The definition of a Jacquard is a pattern that has either been knitted or woven in an exquisite manner. The punch card has lots of versatility, a great designer, and high fabric control similar to a piano. The word itself comes from a French inventor by the name of Joseph Marie Jacquard. He was the designer and invented the loom in 1801, which is where the name “Jacquard” comes from. Jacquard is not just one fabric, there are also several other Jacquard fabrics.

Joseph Marie Jacquard realized in his time that weaving was a very delicate and repetitive task. This was when he developed his very complicated add-on to the loom, which has become a large part of history as it stands today. His invention was first recognized in Paris at an industrial exhibition.

For the next few years he continued to improve the loom, and eventually in 1804 it went public and he got a patent for his design. Unforunately, the French government took over the design and decided to name the loom as public property. This left Jacquard with very little reward, only receiving a tiny royalty and pension.

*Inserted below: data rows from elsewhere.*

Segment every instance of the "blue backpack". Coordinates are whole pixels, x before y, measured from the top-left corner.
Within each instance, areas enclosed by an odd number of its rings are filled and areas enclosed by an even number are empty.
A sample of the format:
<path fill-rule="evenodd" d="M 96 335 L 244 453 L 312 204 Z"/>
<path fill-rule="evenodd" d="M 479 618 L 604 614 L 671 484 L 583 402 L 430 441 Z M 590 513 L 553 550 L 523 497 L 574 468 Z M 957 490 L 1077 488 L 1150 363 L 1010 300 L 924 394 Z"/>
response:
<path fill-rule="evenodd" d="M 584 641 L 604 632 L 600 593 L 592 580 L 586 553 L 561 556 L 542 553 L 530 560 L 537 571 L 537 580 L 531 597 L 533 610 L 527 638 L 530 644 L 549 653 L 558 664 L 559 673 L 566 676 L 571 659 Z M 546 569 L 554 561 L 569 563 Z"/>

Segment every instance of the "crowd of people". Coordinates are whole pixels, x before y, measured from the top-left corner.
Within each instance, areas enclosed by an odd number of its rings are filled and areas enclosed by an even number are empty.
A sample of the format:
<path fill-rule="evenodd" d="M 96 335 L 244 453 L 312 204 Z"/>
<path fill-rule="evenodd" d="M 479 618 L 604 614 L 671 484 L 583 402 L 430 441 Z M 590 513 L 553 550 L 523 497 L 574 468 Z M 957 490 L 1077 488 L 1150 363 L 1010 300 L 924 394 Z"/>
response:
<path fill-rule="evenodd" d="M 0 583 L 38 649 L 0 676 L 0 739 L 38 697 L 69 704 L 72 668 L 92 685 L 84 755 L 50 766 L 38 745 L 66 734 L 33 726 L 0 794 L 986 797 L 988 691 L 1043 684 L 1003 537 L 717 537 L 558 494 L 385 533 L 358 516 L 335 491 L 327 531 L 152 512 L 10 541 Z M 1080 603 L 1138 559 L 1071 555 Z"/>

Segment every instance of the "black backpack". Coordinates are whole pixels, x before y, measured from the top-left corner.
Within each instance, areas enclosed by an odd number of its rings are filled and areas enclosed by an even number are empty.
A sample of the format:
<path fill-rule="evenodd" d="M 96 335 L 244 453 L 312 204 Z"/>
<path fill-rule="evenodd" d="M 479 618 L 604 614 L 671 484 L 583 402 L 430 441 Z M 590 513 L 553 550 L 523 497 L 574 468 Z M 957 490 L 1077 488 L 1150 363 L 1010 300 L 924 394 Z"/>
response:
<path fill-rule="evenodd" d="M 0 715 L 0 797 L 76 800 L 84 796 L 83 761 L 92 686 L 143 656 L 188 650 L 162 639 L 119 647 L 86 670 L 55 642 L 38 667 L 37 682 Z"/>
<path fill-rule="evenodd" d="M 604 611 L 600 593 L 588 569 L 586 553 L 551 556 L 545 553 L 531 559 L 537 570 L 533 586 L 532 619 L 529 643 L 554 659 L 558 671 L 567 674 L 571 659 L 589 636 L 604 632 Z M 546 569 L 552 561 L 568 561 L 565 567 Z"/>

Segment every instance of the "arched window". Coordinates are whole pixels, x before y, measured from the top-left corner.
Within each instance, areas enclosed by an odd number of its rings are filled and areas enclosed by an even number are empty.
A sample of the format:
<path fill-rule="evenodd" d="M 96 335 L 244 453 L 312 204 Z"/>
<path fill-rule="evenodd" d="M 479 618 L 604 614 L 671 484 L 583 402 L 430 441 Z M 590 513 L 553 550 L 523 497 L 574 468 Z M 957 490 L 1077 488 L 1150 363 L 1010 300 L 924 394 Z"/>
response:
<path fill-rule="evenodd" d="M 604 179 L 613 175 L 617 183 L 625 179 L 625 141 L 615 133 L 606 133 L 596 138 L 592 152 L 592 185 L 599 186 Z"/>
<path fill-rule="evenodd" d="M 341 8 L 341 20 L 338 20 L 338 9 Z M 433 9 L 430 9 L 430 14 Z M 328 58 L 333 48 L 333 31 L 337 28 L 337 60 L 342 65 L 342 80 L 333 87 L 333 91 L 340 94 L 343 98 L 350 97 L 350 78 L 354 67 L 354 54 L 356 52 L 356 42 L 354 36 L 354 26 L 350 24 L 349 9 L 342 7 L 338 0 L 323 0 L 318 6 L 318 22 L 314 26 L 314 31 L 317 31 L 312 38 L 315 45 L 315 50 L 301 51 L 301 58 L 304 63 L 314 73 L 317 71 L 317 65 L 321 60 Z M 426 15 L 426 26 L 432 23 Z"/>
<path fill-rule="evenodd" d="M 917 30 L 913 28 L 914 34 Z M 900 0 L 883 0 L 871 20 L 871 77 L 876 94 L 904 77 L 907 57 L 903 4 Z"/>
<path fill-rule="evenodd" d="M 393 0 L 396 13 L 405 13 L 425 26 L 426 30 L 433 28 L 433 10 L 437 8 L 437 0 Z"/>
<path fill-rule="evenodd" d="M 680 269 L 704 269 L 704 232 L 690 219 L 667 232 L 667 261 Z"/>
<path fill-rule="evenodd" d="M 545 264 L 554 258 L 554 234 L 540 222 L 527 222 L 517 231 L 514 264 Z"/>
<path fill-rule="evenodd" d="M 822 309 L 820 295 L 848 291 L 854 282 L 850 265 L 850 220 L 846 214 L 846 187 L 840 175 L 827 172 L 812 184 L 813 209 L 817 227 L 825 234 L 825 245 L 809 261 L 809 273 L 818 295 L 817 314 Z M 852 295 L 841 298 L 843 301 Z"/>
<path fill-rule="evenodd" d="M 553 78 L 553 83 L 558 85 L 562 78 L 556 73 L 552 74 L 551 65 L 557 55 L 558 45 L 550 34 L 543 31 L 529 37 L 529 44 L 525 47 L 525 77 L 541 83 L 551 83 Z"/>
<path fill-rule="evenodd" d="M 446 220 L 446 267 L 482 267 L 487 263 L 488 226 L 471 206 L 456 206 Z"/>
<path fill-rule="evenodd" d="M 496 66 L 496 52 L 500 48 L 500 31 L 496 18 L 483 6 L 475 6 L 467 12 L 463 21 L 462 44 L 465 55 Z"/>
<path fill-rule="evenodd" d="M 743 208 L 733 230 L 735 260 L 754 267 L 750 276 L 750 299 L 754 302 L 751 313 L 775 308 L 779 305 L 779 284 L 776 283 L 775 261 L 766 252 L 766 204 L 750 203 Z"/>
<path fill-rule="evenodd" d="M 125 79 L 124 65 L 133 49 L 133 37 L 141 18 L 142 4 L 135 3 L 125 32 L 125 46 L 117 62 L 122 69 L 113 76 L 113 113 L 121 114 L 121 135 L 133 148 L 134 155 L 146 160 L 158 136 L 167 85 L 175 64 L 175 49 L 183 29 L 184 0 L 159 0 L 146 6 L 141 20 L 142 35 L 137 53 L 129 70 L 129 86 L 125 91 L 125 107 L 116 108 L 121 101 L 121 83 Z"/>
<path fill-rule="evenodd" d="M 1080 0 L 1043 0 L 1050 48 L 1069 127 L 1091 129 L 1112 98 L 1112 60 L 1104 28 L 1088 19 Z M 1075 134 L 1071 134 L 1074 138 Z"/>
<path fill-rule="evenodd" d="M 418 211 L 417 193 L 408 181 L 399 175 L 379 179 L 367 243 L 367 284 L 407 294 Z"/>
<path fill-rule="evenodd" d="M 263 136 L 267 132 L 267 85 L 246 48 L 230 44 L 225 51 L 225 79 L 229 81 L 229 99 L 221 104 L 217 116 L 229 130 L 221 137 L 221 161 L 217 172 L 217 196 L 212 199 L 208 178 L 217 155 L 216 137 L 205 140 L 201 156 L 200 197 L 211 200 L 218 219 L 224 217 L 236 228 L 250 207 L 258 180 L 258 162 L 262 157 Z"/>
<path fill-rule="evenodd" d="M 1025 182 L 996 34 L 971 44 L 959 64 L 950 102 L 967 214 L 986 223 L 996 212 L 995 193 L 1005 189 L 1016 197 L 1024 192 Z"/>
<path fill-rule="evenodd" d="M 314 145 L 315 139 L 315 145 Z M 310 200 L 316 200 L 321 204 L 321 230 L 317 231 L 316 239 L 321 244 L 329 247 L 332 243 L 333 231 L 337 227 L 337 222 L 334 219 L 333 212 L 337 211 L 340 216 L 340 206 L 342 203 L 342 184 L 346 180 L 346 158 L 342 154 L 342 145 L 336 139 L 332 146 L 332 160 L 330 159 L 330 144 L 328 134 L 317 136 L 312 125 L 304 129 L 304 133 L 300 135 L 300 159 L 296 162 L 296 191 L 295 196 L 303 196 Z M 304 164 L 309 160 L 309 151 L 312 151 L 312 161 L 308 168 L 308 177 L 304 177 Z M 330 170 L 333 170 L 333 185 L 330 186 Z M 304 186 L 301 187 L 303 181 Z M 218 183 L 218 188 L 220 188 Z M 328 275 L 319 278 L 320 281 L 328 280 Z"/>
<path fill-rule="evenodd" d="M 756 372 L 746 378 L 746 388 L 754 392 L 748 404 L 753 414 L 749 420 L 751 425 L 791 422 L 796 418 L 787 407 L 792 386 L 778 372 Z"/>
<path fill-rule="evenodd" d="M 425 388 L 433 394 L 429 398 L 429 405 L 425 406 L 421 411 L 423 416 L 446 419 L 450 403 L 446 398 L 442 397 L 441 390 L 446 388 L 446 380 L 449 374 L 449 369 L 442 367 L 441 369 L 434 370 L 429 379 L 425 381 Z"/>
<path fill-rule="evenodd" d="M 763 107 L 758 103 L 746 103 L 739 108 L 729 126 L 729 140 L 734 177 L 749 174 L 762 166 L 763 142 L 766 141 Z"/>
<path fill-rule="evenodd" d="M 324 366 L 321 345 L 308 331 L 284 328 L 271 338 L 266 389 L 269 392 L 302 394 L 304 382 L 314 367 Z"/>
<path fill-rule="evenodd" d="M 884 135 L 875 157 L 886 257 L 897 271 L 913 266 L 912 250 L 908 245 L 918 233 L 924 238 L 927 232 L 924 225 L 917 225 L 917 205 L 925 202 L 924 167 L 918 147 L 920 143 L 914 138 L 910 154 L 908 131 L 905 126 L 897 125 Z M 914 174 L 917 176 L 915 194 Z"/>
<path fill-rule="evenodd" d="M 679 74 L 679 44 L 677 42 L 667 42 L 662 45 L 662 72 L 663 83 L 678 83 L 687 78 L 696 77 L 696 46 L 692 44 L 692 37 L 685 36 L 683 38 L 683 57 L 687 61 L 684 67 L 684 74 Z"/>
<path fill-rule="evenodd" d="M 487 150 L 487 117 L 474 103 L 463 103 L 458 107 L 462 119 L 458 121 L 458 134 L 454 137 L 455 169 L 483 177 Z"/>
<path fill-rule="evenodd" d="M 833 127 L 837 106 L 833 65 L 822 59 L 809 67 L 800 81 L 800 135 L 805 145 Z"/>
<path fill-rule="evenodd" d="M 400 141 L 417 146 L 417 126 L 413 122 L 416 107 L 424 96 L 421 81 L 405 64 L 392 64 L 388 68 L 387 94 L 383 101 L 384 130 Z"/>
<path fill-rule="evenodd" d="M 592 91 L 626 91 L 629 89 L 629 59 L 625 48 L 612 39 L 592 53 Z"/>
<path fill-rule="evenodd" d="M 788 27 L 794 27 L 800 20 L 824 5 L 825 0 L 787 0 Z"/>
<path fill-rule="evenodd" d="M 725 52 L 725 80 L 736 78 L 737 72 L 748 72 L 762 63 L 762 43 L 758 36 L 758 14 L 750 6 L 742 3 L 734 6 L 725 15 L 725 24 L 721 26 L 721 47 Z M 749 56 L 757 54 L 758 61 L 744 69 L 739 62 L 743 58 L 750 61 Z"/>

The uprise of the loom attachment created an uproar to many laborers in the weaving industry. They feared that this new device would take them away from their jobs and income. But, because the attachment was so successful, people began to accept a new beginning. Joseph Marie Jacquard died on August 7th, 1834.

There is what now seems like an endless amount of patterns and designs that Jacquard Ribbon has. It has become a huge asset to many hobbies such as scrap booking, wrapping presents, and more. The quality and appearance of this ribbon make it standout when compared to other plain and dull ribbons.

Joseph Marie Jacquard proved to be a very successful person and his invention has definitely made an impact on the world today, not just for the textile industry, but his influence on the other industries that used his idea as well.